Bald notothen

Scientific classification
- Kingdom: Animalia
- Phylum: Chordata
- Class: Actinopterygii
- Order: Perciformes
- Family: Nototheniidae
- Genus: Pagothenia
- Species: P. borchgrevinki
- Binomial name: Pagothenia borchgrevinki (Boulenger, 1902)
- Synonyms: Trematomus borchgrevinki Boulenger, 1902; Notothenia hodgsoni Boulenger, 1907;

= Bald notothen =

- Authority: (Boulenger, 1902)
- Synonyms: Trematomus borchgrevinki Boulenger, 1902, Notothenia hodgsoni Boulenger, 1907

Species of fish

The bald notothen (Pagothenia borchgrevinki), also known as the bald rockcod, is a species of marine ray-finned fish belonging to the family Nototheniidae, the notothens or cod icefishes. It is native to the Southern Ocean.

==Taxonomy==
The bald notothen was first formally described in 1907 as Trematomus borchgrevinki by the Belgian-born British ichthyologist George Albert Boulenger with the type localities given as at the surface at Duke of York Island and at Cape Adare. The specific name honours Carsten Egeberg Borchgrevink who commanded the British Southern Cross Antarctic Expedition (1898–1900), during which types were collected.

==Description==
The bald notothen attains a maximum total length around 28 cm, it is yellow with dark spots and irregular crossbars. Its dorsal and caudal fins may occasionally also be spotted.

== Distribution, habitat and biology ==
The bald notothen is found in the Southern Ocean where it has been recorded from the Weddell Sea, the Ross Sea, the Davis Sea, in Vincennes Bay, and around the Budd Coast, the Antarctic Peninsula, South Orkneys, and South Shetland Islands. It can be found at depths from the surface to 550 m, though it is much rarer below 30 m. This species is cryopelagic and is often found along the under surfaces of ice foraging for prey such as sympagic copepods and krill.
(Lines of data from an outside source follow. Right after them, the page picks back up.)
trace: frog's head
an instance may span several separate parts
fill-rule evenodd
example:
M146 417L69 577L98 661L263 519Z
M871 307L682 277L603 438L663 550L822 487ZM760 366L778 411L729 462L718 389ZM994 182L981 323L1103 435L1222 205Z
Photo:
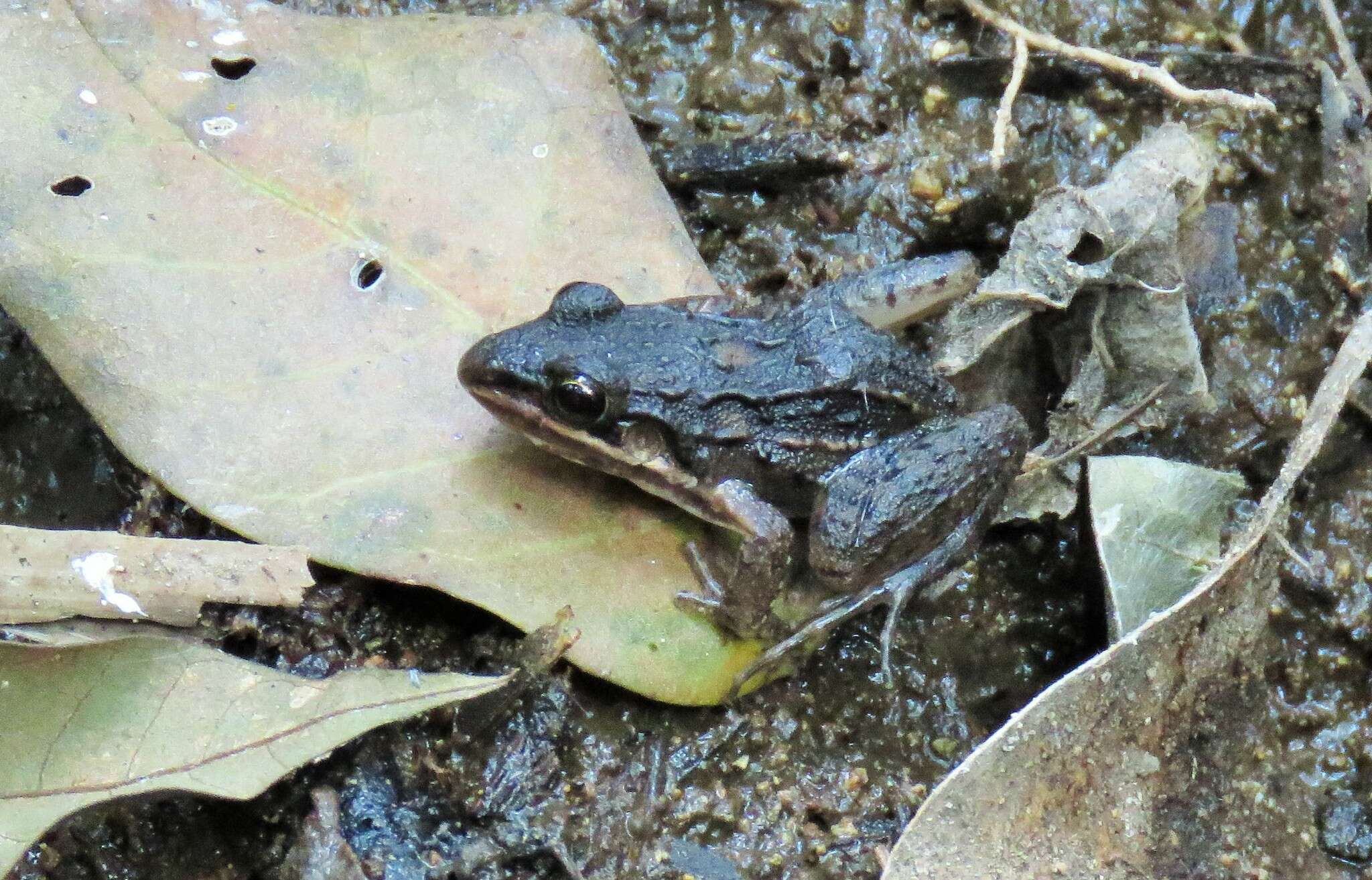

In turn, it is known to be preyed upon by the ploughfish (Gymnodraco acuticeps) and the Antarctic toothfish (Dissostichus mawsoni). Antifreeze proteins in its blood prevent it freezing in the subzero water temperatures of Antarctica. The bald notothen is adapted to life in the water column as the shape and flatness of the trunk may streamline the fish and reduce drag. The pelvic and anal fins do not have the adaptations for substrate contact borne by related benthic species. There are silvery reflective layers, called strata argentea below the skin which provide camouflage when the fish is seen against the background of platelet ice. The retina had numerous cones suggesting that the eye is able to function during the day and at night. Sexually mature individuals of this species spawn once a year. The larvae have a long pelagic phase.

==Fisheries==
The bald notothen is of no interest to commercial fisheries.